I have a list_a

list_a = ['some phrase austria', 'another slovakia', 'three paris', 'four united arab emirates']

Then I have a list of countries

countries = ['aruba', 'afghanistan', 'angola', 'austria', 'åland islands', 'albania', 'andorra', 'united arab emirates', 'argentina', 'armenia', 'american samoa', 'antarctica', 'slovakia', 'antigua and barbuda', 'australia']

I want to check if any of the items from countries list exist in every string in list_a and then remove that substring(country name) or replace it with ''.

So the correct output should look like this:

final_list = ['some phrase', 'another', 'three paris', 'four'] # since paris is not in the countries list

I tried with the following:

matching = [s for s in list_a if any(xs in s for xs in countries)]
print(matching)

So I have now a list of two maching items:

['some phrase austria', 'another slovakia', 'four united arab emirates']

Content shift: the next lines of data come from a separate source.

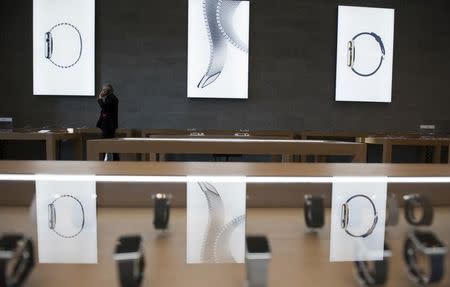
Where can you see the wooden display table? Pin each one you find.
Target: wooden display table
(389, 142)
(51, 138)
(225, 146)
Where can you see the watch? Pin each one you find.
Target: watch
(351, 55)
(424, 243)
(52, 218)
(373, 273)
(392, 212)
(218, 15)
(413, 201)
(50, 43)
(257, 257)
(161, 210)
(16, 259)
(345, 216)
(129, 255)
(314, 211)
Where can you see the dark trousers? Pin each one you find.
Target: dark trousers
(110, 134)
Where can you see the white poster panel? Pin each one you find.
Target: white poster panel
(64, 47)
(218, 37)
(66, 219)
(365, 49)
(358, 220)
(216, 222)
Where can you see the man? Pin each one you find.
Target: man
(108, 120)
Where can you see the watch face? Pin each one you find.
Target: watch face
(428, 239)
(128, 244)
(257, 244)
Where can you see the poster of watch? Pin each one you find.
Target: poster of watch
(216, 213)
(64, 47)
(365, 49)
(66, 219)
(218, 40)
(358, 215)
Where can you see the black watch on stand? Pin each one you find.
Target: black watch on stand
(16, 259)
(161, 210)
(373, 273)
(414, 201)
(129, 255)
(425, 244)
(314, 209)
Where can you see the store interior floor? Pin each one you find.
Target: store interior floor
(299, 257)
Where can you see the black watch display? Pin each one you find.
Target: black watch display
(161, 211)
(345, 217)
(314, 209)
(129, 255)
(425, 244)
(373, 273)
(414, 201)
(257, 257)
(16, 259)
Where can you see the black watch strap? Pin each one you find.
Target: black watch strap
(413, 201)
(131, 272)
(314, 209)
(419, 275)
(24, 264)
(162, 211)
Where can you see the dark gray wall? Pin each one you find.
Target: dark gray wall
(142, 50)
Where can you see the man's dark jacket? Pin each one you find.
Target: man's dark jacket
(108, 120)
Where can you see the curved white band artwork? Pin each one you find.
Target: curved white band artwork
(50, 40)
(218, 16)
(52, 217)
(352, 53)
(216, 241)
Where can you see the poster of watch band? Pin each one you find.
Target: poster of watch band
(218, 47)
(216, 222)
(358, 215)
(64, 47)
(66, 219)
(365, 49)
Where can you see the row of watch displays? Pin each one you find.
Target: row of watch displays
(419, 243)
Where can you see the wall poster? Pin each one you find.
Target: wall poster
(365, 49)
(64, 47)
(218, 37)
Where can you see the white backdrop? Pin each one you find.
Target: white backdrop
(70, 70)
(233, 79)
(74, 200)
(349, 85)
(207, 221)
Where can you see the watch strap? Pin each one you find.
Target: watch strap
(314, 210)
(23, 267)
(129, 276)
(418, 275)
(427, 210)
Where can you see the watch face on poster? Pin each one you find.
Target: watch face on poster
(64, 47)
(358, 220)
(365, 49)
(66, 219)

And I am stuck here but I guess the solution is close.

CodePudding user response：

Nearly there. Try:

final_list = [s.split( )[0] if any(xs in s for xs in countries) else s for s in list_a]
print(final_list)
['one', 'two', 'three paris']

CodePudding user response：

If the strings are just space-separated words with no punctuation, it would be easiest to split() those string, filter out all words that are in the countries list, and then " ".join them back together.

>>> [' '.join(w for w in s.split() if w not in countries) for s in list_a]
['some phrase', 'another', 'three paris']

If performance is an issue, you might want to convert countries to a set first to speed up the lookup. If there is punctuation, you might instead construct a regex from the countries, in the form \b(c1|c2|...|cn)\b and replace those with the empty string.

>>> import re
>>> p = r"\b("   "|".join(countries)   r")\b"
>>> [re.sub(p, "", w) for w in list_a]
['some phrase ', 'another ', 'three paris']

This method might leave some trailing or double spaces in the strings, though, that would need replacing in a second step.